# Another Personality Test.



## Dr Johnson (Jun 26, 2015)

This one gets right to the heart of the matter.


----------



## Mahlerian (Nov 27, 2012)

*Still some sanity left*
You still have some sanity left and haven't gone completely bonkers as yet.


----------



## Dr Johnson (Jun 26, 2015)

You did better than me then. 

I am completely bonkers.

Allegedly.


----------



## Guest (Mar 4, 2016)

But I haven't got another personality...


----------



## Guest (Mar 4, 2016)

What a strange result: 
You are descended from a Velociraptor.


----------



## Dr Johnson (Jun 26, 2015)

I wonder what permutation of answers got that response?
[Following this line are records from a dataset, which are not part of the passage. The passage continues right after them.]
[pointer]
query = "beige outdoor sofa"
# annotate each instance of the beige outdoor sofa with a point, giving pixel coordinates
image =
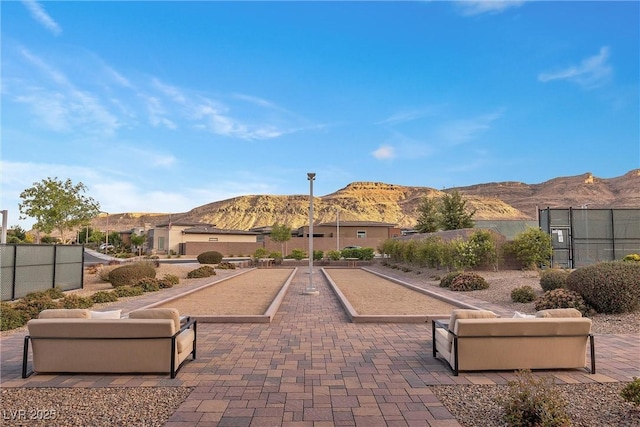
(477, 340)
(155, 340)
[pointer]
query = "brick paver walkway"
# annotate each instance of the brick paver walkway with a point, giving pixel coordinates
(312, 367)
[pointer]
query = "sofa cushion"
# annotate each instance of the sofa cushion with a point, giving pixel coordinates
(113, 314)
(65, 313)
(158, 313)
(559, 312)
(462, 313)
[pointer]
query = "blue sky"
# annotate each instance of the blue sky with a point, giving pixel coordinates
(166, 106)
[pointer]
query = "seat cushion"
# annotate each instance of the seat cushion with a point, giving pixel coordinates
(158, 313)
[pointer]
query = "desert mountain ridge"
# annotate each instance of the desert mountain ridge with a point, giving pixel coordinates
(397, 204)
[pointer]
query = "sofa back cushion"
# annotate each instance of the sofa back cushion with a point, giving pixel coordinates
(468, 314)
(559, 312)
(64, 313)
(158, 313)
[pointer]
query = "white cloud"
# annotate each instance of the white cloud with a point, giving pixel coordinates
(384, 152)
(592, 72)
(479, 7)
(460, 131)
(39, 14)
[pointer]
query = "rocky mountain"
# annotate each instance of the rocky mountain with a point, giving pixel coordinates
(375, 201)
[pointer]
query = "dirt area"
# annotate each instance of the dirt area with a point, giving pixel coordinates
(373, 295)
(249, 293)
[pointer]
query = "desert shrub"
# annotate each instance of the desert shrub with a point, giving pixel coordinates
(54, 293)
(33, 303)
(562, 298)
(165, 284)
(532, 248)
(468, 281)
(200, 272)
(171, 278)
(104, 296)
(632, 258)
(609, 287)
(523, 294)
(224, 265)
(11, 317)
(147, 284)
(532, 401)
(260, 253)
(128, 274)
(446, 280)
(297, 254)
(631, 392)
(553, 279)
(210, 257)
(76, 301)
(128, 291)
I assume that, like me, you answered "yes" to the first question.


----------



## Guest (Mar 4, 2016)

Er, no, "Protoceratops."


----------



## Sloe (May 9, 2014)

Mahlerian said:


> *Still some sanity left*
> You still have some sanity left and haven't gone completely bonkers as yet.


Same result for me.


----------



## Manxfeeder (Oct 19, 2010)

Wow, I've never felt so normal.


----------



## Pugg (Aug 8, 2014)

*Still some sanity left*

_You still have some sanity left and haven't gone completely bonkers as yet.
_


----------